Single by Daniel Zizka
- Released: 11 March 2026
- Genre: Indie pop
- Length: 3:00
- Songwriters: Daniel Žižka Viliam Béreš

Daniel Zizka singles chronology
| "Never Felt Like Less" (2025) | "Crossroads" (2026) |  |

Music video
- "Crossroads" on YouTube

Eurovision Song Contest 2026 entry
- Country: Czech Republic
- Artist: Daniel Zizka
- Language: English
- Composers: Viliam Béreš; Daniel Žižka;
- Lyricists: Viliam Béreš; Daniel Žižka;

Finals performance
- Semi-final result: 9th
- Semi-final points: 142
- Final result: 16th
- Final points: 113

Entry chronology
- ◄ "Kiss Kiss Goodbye" (2025)

= Crossroads (Daniel Žižka song) =

2026 song by Daniel Zizka

"Crossroads" is a song by Czech singer-songwriter Daniel Žižka.
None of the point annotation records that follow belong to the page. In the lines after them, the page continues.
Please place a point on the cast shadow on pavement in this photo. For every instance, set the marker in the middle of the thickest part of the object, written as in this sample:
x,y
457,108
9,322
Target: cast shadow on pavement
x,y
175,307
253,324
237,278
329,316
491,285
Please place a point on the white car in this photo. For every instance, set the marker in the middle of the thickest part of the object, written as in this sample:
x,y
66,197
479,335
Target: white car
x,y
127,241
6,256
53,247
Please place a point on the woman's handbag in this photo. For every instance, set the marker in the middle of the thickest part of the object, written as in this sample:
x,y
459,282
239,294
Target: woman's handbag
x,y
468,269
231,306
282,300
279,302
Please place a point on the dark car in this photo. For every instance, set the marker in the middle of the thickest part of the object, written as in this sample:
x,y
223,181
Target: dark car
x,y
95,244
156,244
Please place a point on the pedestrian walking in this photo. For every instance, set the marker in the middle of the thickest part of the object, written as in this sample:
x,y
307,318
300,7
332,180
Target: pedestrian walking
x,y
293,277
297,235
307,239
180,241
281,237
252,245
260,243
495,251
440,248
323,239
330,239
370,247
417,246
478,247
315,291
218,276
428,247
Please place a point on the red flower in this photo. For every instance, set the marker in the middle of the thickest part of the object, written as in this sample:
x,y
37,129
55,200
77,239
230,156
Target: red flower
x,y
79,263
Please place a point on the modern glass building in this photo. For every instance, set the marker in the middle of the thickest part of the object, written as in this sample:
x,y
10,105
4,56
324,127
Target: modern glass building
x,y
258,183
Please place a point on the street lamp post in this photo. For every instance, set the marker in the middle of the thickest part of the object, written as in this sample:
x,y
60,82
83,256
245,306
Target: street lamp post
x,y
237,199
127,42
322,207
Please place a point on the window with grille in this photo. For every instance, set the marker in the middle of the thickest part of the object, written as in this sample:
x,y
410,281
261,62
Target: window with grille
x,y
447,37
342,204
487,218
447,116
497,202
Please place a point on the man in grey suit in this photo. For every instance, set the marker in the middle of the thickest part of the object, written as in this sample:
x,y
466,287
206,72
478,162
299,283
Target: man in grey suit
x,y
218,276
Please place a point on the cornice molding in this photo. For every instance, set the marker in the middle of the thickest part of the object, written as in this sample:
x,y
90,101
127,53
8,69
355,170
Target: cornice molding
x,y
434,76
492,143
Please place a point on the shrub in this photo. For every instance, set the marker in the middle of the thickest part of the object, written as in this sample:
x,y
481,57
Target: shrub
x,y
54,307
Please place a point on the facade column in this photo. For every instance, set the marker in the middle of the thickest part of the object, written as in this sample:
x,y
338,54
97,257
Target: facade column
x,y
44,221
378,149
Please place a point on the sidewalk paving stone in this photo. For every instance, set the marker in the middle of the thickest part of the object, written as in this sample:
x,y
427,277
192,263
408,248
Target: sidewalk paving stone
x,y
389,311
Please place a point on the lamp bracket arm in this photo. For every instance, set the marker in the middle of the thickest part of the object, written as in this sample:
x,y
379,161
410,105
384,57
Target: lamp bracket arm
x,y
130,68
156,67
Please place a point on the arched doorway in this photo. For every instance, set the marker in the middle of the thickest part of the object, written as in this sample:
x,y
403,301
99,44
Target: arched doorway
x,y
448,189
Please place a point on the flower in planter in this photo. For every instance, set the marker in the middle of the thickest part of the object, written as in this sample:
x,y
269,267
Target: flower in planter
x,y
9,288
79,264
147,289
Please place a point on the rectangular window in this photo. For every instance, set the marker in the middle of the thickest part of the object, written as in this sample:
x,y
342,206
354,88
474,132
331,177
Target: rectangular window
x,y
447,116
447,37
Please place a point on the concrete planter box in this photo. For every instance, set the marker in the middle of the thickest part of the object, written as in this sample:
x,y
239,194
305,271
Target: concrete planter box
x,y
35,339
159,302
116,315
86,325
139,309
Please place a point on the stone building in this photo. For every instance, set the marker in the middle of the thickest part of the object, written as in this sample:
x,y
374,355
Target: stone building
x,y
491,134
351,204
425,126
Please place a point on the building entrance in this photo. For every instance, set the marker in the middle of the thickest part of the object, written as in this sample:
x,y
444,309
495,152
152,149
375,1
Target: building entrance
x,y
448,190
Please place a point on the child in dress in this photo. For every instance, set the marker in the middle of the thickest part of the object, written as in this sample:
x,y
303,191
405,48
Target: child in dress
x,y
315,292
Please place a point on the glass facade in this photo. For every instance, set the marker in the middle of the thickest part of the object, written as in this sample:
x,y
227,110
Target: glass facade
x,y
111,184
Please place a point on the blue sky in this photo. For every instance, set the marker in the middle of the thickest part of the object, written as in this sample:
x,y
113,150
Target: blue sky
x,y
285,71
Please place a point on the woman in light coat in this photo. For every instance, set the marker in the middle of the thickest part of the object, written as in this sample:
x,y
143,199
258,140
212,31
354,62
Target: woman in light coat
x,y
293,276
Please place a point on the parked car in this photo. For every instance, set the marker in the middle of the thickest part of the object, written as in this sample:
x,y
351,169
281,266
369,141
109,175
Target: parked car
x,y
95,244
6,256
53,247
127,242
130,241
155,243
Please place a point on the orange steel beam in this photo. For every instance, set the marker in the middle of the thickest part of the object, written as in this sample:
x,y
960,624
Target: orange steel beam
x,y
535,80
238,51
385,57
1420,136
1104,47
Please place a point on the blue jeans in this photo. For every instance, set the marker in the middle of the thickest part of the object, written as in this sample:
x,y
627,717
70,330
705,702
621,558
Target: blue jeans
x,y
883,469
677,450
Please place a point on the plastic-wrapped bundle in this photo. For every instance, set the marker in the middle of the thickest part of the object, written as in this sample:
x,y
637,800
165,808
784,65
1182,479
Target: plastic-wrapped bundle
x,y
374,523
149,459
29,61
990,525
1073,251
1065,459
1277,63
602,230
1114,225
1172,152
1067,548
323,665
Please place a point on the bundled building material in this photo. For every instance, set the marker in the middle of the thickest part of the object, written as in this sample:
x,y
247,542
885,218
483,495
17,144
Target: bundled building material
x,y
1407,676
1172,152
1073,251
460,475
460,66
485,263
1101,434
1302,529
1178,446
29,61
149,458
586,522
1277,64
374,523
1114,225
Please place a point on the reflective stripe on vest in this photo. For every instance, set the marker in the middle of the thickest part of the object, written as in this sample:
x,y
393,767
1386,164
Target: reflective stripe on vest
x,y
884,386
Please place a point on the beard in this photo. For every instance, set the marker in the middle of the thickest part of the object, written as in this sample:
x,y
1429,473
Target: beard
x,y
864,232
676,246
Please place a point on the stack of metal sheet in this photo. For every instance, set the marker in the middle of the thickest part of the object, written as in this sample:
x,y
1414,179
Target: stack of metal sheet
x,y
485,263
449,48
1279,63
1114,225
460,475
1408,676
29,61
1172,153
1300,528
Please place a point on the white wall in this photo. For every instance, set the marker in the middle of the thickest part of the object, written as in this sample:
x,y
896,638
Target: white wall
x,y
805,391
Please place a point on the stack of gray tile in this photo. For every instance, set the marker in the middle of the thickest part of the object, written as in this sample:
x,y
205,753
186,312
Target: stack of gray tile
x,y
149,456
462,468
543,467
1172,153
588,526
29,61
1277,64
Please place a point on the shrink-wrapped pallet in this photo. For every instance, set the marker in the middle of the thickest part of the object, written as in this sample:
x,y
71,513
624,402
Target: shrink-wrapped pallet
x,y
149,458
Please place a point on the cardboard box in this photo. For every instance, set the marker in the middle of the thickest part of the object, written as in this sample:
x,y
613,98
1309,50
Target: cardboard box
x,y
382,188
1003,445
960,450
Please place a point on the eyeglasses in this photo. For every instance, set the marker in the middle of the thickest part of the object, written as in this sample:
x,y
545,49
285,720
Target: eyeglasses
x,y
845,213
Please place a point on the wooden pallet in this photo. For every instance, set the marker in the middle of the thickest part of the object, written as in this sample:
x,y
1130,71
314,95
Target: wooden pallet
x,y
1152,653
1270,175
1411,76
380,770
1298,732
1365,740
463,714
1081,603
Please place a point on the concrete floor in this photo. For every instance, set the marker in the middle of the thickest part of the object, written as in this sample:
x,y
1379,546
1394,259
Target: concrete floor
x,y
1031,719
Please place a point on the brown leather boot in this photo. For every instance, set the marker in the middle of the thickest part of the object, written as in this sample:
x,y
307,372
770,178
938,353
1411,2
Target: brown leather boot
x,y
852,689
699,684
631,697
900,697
It was released on 11 March 2026 and represented the Czech Republic in the Eurovision Song Contest 2026 in Vienna, Austria.

== Background and composition ==
The song was written by Daniel Žižka and Czech composer Viliam Béreš. According to Žižka, the writing process took approximately two years, and the song explores themes of uncertainty and choosing one's path in life.

Musically, "Crossroads" combines indie pop and alternative pop influences with atmospheric production and emotional vocal delivery.

== Eurovision Song Contest ==
On 11 March 2026, Czech broadcaster Czech Television announced that Daniel Žižka had been internally selected to represent Czechia in the Eurovision Song Contest 2026 with the song "Crossroads".

The song competed in the second semi-final of the contest held in Vienna. It qualified for the grand final, where it finished in 16th place with 113 points.

The song received positive reactions from Eurovision fans and critics, particularly for Žižka's live vocals and atmospheric staging. However, Daniel's performance in the final was affected by several technical issues: and although the Czech delegation submitted a request to perform again, they were denied to do so.